Brandon S. Allbery KF8NH wrote:
On Jul 7, 2009, at 07:34 , Jonathan Worthington wrote:
Jon Lang wrote:
I believe that the official word is to say:
class PracticalJoke does Bomb does Spouse {
method fuse () { Bomb::fuse }
method explode () { Spouse::explode }
}
This way won't work, because:
* It's doing a sub call to something that's a method
* The lookup won't work unless the method has "our" (package) scope *
* Even in that case, the invocant isn't being passed so you'll get a
"wrong number of parameters" error
I was trying to figure out how to do it with nextsame, but that's not
looking very simple.
Interesting thought, but the problem is that:
role R { method a() { }; method b() { } }
class C does R { method b() { } }
In this case, method b from the role never gets composed into the class,
thanks to the method b in the class. (This is the flattening aspect of
role composition at work). In fact, the composed method behaves pretty
much as if it had been defined in the class itself. So the method b in
the role doesn't exist in the candidate list that we walk when doing
deference. From Rakudo:
> role R { method a() { }; method b() { } }
> class C does R { method b() { } }
> say C.WALK(:name<b>).elems
1
On the other hand, if they were multis then they get added to the multi
candidate list and therefore you can nextsame into them. Again from Rakudo:
> role R { multi method b() { say "lol in role" } }
> class C does R { multi method b() { say "oh hai in class"; nextsame } }
> C.new.b
oh hai in class
lol in role
And role ones beat parents in the ordering too...

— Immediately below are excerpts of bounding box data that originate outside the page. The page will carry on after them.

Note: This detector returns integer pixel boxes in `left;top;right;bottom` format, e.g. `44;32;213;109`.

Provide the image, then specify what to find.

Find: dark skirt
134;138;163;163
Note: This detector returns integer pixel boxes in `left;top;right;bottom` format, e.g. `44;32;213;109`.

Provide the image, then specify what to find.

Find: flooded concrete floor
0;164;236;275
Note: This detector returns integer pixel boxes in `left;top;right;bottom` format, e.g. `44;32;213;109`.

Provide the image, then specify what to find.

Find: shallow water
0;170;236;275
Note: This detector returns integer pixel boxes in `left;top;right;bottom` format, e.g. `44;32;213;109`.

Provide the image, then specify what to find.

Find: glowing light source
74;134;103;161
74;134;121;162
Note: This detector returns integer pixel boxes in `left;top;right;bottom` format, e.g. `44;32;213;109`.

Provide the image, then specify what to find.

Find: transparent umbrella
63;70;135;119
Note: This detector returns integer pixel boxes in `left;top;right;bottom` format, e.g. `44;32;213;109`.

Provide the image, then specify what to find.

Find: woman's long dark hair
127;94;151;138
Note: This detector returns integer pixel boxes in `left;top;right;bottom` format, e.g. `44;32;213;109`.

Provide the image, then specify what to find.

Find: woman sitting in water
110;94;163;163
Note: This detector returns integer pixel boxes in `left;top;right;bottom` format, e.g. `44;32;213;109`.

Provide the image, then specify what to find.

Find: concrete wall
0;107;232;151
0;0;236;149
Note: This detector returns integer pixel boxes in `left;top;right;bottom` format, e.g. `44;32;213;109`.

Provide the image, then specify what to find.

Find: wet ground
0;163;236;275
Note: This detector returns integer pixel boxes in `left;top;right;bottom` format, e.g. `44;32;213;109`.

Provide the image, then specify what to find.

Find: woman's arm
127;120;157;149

> role R { multi method b() { say "lol in role"; nextsame } }
> class P { method b() { say "parent ftw" } }
> class C is P does R { multi method b() { say "oh hai in class";
nextsame } }
> C.new.b
oh hai in class
lol in role
parent ftw
(Note to the bored: feel free to beat me to adding something like these
last two to the spectests...I'm away for the afternoon/evening.)